What are the techniques used in data mining?
Now that we have a sense of where data mining fits in our overall KDD or data science process, we can start to discuss the details of how to get it done.
Since the early days of attempting to define data mining, several broad classes of relevant problems consistently show up again and again. Fayyad et al. name six classes of problems in another important 1996 paper (From Data Mining to Knowledge Discovery in Databases), which we can summarize as follows:
- Classification problems: Here, we have data that needs to be divided into predefined classes, based on some features of the data. We need an algorithm that can use previously classified data to learn how to put unknown data into the correct class.
- Clustering problems: With these problems, we have data that needs to be divided into classes based on its features, but we do not know what the classes are in advance.
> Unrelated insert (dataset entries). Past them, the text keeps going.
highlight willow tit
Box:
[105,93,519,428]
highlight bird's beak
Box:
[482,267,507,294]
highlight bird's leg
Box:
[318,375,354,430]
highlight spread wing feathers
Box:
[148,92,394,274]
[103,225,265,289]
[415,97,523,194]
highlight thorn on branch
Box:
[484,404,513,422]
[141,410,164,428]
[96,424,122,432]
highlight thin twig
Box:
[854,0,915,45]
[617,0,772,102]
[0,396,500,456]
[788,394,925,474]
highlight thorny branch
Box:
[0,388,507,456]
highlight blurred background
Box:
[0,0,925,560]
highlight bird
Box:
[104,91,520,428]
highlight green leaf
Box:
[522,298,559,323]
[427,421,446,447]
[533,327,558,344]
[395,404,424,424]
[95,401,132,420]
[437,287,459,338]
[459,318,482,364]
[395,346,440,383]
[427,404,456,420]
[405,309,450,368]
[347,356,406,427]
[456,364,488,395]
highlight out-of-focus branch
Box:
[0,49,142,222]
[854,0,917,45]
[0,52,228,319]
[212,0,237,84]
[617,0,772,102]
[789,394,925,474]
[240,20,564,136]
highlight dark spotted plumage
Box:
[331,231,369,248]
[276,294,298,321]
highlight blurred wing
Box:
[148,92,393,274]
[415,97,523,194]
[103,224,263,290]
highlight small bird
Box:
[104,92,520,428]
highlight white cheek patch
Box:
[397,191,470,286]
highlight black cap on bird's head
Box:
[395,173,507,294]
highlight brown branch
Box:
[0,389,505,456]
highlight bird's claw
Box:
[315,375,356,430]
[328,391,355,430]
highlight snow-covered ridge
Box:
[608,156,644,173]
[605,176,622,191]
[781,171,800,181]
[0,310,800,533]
We need an algorithm that can measure the similarity between data points and automatically divide the data up based on these similarities.
- Regression problems: We have data that needs to be mapped onto a predictor variable, so we need to learn a function that can do this mapping.
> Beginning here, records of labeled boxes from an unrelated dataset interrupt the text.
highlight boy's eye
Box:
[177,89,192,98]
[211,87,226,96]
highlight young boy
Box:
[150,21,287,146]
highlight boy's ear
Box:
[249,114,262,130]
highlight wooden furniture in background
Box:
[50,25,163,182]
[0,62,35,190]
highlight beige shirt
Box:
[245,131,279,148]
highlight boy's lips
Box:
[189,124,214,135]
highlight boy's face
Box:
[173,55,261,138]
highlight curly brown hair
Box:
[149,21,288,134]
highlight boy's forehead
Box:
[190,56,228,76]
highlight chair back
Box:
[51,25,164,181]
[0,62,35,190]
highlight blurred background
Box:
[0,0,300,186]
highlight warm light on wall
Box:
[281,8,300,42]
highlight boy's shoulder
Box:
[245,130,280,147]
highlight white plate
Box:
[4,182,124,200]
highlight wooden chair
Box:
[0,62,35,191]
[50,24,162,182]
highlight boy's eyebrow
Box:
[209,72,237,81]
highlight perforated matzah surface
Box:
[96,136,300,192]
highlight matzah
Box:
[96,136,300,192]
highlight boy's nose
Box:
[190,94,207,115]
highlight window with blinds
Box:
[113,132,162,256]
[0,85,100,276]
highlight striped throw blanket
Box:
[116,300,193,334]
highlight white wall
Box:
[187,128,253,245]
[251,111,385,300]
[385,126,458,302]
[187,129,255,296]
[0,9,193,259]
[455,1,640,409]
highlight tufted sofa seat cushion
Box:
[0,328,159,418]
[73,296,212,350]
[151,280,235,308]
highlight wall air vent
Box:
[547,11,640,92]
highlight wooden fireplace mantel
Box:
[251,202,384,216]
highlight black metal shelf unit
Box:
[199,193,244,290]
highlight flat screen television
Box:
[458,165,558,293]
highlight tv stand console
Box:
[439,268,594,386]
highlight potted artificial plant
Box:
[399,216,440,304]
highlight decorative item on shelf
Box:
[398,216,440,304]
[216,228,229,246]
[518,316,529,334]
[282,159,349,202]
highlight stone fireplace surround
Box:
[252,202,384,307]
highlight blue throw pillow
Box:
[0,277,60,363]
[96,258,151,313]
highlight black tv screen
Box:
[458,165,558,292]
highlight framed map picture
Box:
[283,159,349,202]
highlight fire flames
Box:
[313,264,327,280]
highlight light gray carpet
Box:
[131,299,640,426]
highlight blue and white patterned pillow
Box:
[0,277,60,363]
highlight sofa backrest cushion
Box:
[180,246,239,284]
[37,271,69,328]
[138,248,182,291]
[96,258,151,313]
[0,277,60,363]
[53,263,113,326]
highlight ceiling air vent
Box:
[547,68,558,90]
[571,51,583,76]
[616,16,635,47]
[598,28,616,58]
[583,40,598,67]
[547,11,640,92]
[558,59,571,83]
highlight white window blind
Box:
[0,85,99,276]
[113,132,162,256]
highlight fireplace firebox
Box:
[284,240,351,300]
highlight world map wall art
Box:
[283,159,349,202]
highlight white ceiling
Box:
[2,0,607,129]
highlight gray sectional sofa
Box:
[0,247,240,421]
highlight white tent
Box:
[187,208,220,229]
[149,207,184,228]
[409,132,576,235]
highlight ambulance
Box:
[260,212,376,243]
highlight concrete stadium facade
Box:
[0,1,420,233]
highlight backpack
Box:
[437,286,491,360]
- Summarization problems: Suppose we have data that needs to be shortened or summarized in some way. This could be as simple as calculating basic statistics from data, or as complex as learning how to summarize text or finding a topic model for text.
- Dependency modeling problems: For these problems, we have data that might be connected in some way, and we need to develop an algorithm that can calculate the probability of connection or describe the structure of connected data.
- Change and deviation detection problems: In another case, we have data that has changed significantly or where some subset of the data deviates from normative values. To solve these problems, we need an algorithm that can detect these issues automatically.
In a different paper written that same year, those same authors also included a few additional categories:
- Link analysis problems: Here we have data points with relationships between them, and we need to discover and describe these relationships in terms of how much support they have in the data set and how confident we are in the relationship.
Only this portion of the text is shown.